現在、10都府県で緊急事態宣言が発令中であるが、大阪府は、兵庫県、京都府と共に、来月7日に予定されている緊急事態宣言の解除を今月末に前倒しするよう、23日に国に対して要請した。愛知県も同様の要請をしている。

これを受けて政府は、24日に関係閣僚と協議し、26日の諮問委員会・政府対策本部で一部地域での緊急事態宣言の先行解除の是非を決定する方向だ。先行解除が決まる可能性は高そうだ。また、関西3府県に加えて中部圏も先行解除の対象となる可能性がある。また、福岡県も先行解除の対象となる可能性がある。

他方、小池東京都知事は、「厳しい状況が続いていることには変わりない」として解除には慎重な姿勢だ。関東圏の4都県については、予定通りに3月7日まで宣言が継続する可能性が高い。

ただし、予定通りに3月7日で緊急事態宣言が期限を迎える場合、期限が近づくこのタイミングで一部地域の先行解除がなされるか否かで、経済活動に与える影響に大きな違いは生まれないだろう。

10都府県で3月7日まで宣言が続く場合には、個人消費の減少分は2か月間の合計で5.8兆円に達する計算だ。これに対して、2月末で関西圏3府県が先行解除される場合には、個人消費の減少分は2か月間の合計で5.7兆円であり、もはや大きな違いは生まれない。さらに、2月末で関西圏3府県に加えて中部圏の2県で宣言が解除される場合でも、個人消費の減少分は2か月間の合計で5.6兆円、福岡県が加わっても5.5兆円であり、やはり大きな違いとはならない(図表)。

(図表)第2回緊急事態宣言2か月間の経済効果

宣言解除に慎重な政府の姿勢

今回の2回目の緊急事態宣言に至る過程では、政府は緊急事態宣言発令にかなり慎重であったとの印象だ。その結果、発令のタイミングが遅れてしまった感があり、そうした批判も受けた。ところが現在では、一転して緊急事態宣言の解除、特に首都圏での解除にかなり慎重な姿勢に見える。短期間で、政府の姿勢は大きく振れたように見える。

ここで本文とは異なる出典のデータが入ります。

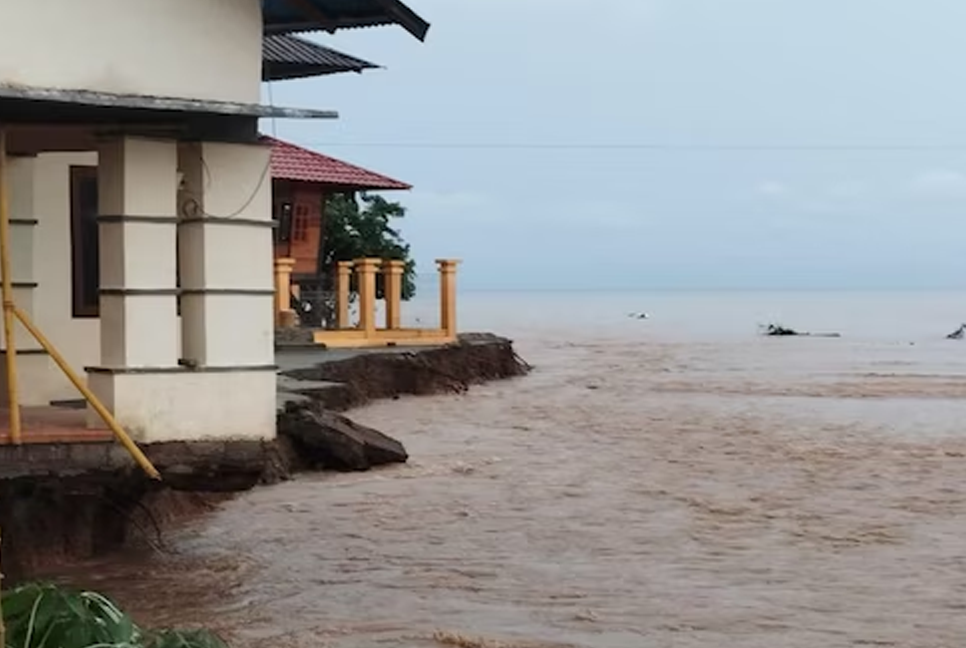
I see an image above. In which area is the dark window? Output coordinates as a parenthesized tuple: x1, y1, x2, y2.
(275, 201, 293, 243)
(70, 166, 99, 318)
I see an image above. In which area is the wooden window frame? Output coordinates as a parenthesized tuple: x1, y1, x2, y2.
(70, 165, 100, 318)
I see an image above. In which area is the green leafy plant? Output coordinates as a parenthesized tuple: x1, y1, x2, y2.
(301, 192, 417, 328)
(144, 630, 227, 648)
(2, 583, 139, 648)
(2, 584, 227, 648)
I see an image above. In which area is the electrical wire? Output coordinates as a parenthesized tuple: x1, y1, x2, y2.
(295, 141, 966, 152)
(179, 146, 273, 220)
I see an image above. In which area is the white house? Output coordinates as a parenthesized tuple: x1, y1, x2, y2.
(0, 0, 429, 445)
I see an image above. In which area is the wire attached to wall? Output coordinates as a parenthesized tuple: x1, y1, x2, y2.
(179, 147, 273, 220)
(177, 79, 279, 220)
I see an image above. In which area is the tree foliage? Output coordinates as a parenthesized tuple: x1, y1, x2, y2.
(320, 193, 416, 300)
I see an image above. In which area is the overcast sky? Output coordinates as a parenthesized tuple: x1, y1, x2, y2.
(267, 0, 966, 291)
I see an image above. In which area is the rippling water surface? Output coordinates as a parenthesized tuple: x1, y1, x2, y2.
(62, 291, 966, 647)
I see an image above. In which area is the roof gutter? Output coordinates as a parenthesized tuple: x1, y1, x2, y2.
(372, 0, 430, 41)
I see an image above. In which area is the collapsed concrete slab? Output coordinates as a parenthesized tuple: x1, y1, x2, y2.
(277, 403, 407, 472)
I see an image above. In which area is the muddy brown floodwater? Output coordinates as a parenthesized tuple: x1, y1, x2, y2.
(55, 335, 966, 648)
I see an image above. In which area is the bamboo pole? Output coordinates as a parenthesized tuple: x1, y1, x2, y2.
(0, 131, 22, 444)
(13, 306, 160, 480)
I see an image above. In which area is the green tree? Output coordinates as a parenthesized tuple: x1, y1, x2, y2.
(307, 193, 416, 327)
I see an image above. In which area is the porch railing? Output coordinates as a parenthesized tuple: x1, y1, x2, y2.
(274, 258, 460, 348)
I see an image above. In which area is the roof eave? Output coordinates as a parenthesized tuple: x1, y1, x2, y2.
(0, 84, 338, 120)
(263, 66, 374, 81)
(264, 2, 430, 42)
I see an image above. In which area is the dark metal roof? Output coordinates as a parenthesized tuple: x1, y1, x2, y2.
(263, 35, 379, 81)
(262, 0, 429, 41)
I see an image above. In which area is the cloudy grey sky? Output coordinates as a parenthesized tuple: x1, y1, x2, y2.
(268, 0, 966, 290)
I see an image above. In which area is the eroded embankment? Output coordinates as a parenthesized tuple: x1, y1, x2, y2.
(0, 333, 530, 582)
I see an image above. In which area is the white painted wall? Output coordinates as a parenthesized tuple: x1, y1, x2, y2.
(0, 0, 262, 104)
(9, 146, 277, 442)
(88, 370, 276, 443)
(33, 153, 101, 402)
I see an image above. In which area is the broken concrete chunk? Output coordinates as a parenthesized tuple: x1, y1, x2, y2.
(277, 404, 408, 471)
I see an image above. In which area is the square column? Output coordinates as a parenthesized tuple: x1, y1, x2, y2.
(335, 261, 352, 329)
(382, 260, 405, 330)
(436, 259, 460, 339)
(174, 141, 276, 441)
(178, 141, 275, 368)
(96, 137, 180, 368)
(354, 258, 380, 335)
(0, 155, 52, 406)
(274, 257, 296, 328)
(86, 137, 183, 441)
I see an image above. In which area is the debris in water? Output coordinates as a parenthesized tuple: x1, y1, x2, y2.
(760, 323, 841, 338)
(762, 323, 800, 336)
(947, 324, 965, 340)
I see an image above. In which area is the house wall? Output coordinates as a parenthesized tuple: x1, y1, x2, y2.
(0, 156, 48, 405)
(0, 0, 262, 104)
(4, 143, 276, 443)
(0, 153, 102, 405)
(32, 153, 102, 402)
(291, 183, 325, 276)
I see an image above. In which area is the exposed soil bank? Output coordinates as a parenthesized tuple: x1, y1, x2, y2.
(281, 333, 531, 411)
(0, 333, 529, 583)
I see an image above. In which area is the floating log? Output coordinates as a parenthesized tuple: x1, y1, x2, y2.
(761, 323, 841, 338)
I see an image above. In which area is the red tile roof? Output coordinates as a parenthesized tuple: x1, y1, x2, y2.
(263, 136, 411, 191)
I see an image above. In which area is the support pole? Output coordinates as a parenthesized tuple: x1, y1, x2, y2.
(436, 259, 460, 340)
(274, 257, 296, 328)
(354, 258, 380, 336)
(383, 260, 405, 330)
(335, 261, 352, 329)
(13, 306, 160, 479)
(0, 130, 22, 444)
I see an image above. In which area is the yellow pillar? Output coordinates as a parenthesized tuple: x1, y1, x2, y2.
(383, 260, 406, 330)
(354, 258, 380, 336)
(436, 259, 460, 339)
(335, 261, 353, 329)
(274, 257, 297, 328)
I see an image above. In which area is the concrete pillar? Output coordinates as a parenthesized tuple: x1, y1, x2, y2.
(335, 261, 352, 329)
(382, 260, 405, 330)
(0, 155, 50, 406)
(178, 141, 275, 368)
(437, 259, 460, 338)
(354, 258, 380, 335)
(86, 137, 183, 440)
(90, 139, 276, 443)
(96, 137, 180, 369)
(274, 257, 296, 328)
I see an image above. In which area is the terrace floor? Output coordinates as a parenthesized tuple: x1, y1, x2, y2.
(0, 406, 112, 445)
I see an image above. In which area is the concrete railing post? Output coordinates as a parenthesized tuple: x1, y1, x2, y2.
(382, 260, 406, 330)
(354, 258, 380, 335)
(274, 257, 296, 328)
(436, 259, 460, 339)
(335, 261, 353, 329)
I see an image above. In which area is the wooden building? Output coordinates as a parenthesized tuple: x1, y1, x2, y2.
(265, 136, 411, 283)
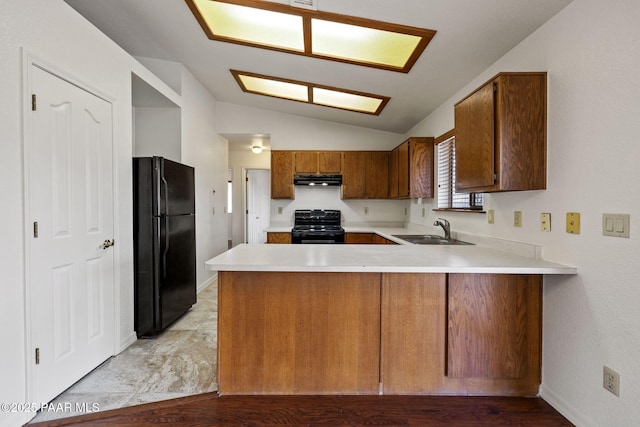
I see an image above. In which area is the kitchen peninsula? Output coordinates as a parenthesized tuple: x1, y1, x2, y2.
(205, 239, 576, 397)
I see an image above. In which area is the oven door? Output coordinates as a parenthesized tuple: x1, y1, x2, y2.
(291, 230, 345, 244)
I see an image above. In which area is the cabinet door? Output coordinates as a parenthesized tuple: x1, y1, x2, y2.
(294, 151, 318, 173)
(397, 141, 410, 198)
(454, 82, 495, 190)
(365, 151, 389, 199)
(218, 271, 381, 394)
(494, 74, 547, 191)
(267, 232, 291, 244)
(345, 233, 374, 244)
(318, 151, 342, 173)
(389, 146, 399, 199)
(381, 273, 446, 394)
(270, 151, 294, 199)
(409, 138, 434, 199)
(447, 274, 541, 389)
(342, 152, 366, 199)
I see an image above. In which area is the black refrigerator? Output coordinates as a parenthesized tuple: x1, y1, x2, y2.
(133, 157, 197, 337)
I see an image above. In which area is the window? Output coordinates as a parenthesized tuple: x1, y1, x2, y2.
(227, 180, 233, 214)
(436, 134, 483, 211)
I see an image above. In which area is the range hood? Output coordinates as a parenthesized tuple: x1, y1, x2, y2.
(294, 174, 342, 186)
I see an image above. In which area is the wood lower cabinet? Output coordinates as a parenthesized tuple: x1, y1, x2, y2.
(445, 273, 541, 395)
(218, 271, 381, 394)
(266, 232, 291, 244)
(345, 233, 374, 244)
(345, 233, 396, 244)
(381, 273, 447, 394)
(454, 72, 546, 192)
(217, 271, 542, 396)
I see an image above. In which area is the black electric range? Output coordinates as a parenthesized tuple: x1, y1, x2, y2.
(291, 209, 345, 244)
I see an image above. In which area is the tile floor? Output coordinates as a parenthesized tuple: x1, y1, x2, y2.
(29, 282, 218, 423)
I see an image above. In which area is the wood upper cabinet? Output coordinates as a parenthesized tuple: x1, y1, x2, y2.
(270, 151, 294, 199)
(294, 151, 342, 174)
(342, 151, 389, 199)
(454, 72, 547, 193)
(390, 137, 434, 199)
(341, 152, 366, 199)
(389, 147, 399, 199)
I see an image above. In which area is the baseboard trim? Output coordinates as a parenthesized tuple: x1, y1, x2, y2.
(540, 384, 595, 427)
(198, 272, 217, 293)
(118, 331, 138, 354)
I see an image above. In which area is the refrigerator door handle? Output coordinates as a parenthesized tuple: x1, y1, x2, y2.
(161, 217, 170, 280)
(160, 175, 169, 216)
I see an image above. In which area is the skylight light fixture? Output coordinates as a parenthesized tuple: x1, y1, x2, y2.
(231, 70, 390, 115)
(185, 0, 436, 73)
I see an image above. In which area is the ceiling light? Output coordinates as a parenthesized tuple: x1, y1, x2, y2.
(311, 19, 423, 69)
(185, 0, 436, 73)
(236, 74, 308, 102)
(251, 145, 263, 154)
(231, 70, 389, 115)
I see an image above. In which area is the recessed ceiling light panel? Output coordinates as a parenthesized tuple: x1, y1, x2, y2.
(190, 0, 305, 51)
(312, 88, 383, 114)
(231, 70, 389, 115)
(311, 19, 423, 69)
(237, 74, 309, 102)
(186, 0, 436, 73)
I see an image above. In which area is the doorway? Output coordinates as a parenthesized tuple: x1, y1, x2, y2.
(25, 61, 116, 404)
(246, 169, 271, 244)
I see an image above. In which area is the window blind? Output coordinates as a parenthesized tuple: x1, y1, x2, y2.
(437, 136, 483, 210)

その背景には幾つかの要因が考えられる。第1は、世論への配慮を強めたことだろう。昨年末頃には、観光業など企業活動への悪影響に配慮して、政府は緊急事態宣言発令に慎重だったと見られる。ところが、その後に内閣支持率が急落したことも影響してか、緊急事態宣言などを通じた厳しい感染抑制措置を支持する傾向がある世論への配慮を、政府が強めたように思われる。

第2は、ワクチン接種の見通しに不確実性が高まったことだ。ワクチン確保の見通しが俄かに不確実になったことで、ワクチン接種の拡大を通じて感染リスクを抑制するという、当初の目算が狂ってしまった感がある。その分、緊急事態宣言などの感染抑制措置により頼る必要が高まっているのではないか。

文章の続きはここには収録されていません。